According to official statistics, the number of potentially fatal cases of liver disease diagnosed in the North-East rose to 2,485 in 2012-13, an increase of 37 per cent since 2008-09.
In Yorkshire and Humberside the number of cases was even larger – 3,853 in 2012-13, an increase of 44 per cent compared with four years ago, making this region the area which has seen the biggest increase in liver disease cases since 2009.
The figures show that the NHS is now dealing with more than 100 extra cases a week, while the number of women binge-drinking has doubled since the 1990s.
Hospitals in the UK treated 33,520 people for alcoholic liver disease last year, compared to 27,619 in 2009, a rise of 21 per cent.
Experts are particularly worried that alcoholic liver disease is increasingly found in the under-30s, in people who binge-drank when they were younger.
Another worry is that increasing numbers of heavy drinkers are are female and women are physically less able to cope with large amounts of alcohol than men.
Andrew Lang, chief executive of the British Liver Trust, wants to see the Government divert more resources into helping detect liver disease early.
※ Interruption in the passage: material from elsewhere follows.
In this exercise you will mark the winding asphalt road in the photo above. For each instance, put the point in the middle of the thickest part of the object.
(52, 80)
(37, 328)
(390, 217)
Last year a mobile scanning trailer sponsored by the BLT travelled around the UK, calling in on Middlesbrough.
Many of the Teesside shoppers who had their livers tested were advised to cut down on their drinking to avoid long-term damage while a significant minority were advised to make an appointment to see their GP.
Concern about heavy drinking in the region led to the setting up of Balance, the UK’s first alcohol office.
Balance, which is trying to encourage North-East people to moderate their drinking and move away from the heavy drinking culture associated with the region, has challenged drinkers to try to give up booze for the whole of January in the interests of their health.
Balance is pressing the Government to introduce a minimum unit price for alcohol in the hope that this will deter binge-drinking on cheap alcohol.
A graphic TV advertisement is currently being screened in the region highlighting that alcohol is in the same cancer-causing category as tobacco smoke and asbestos .
Alcohol is responsible for about 12,500 cases of cancer each year in the UK.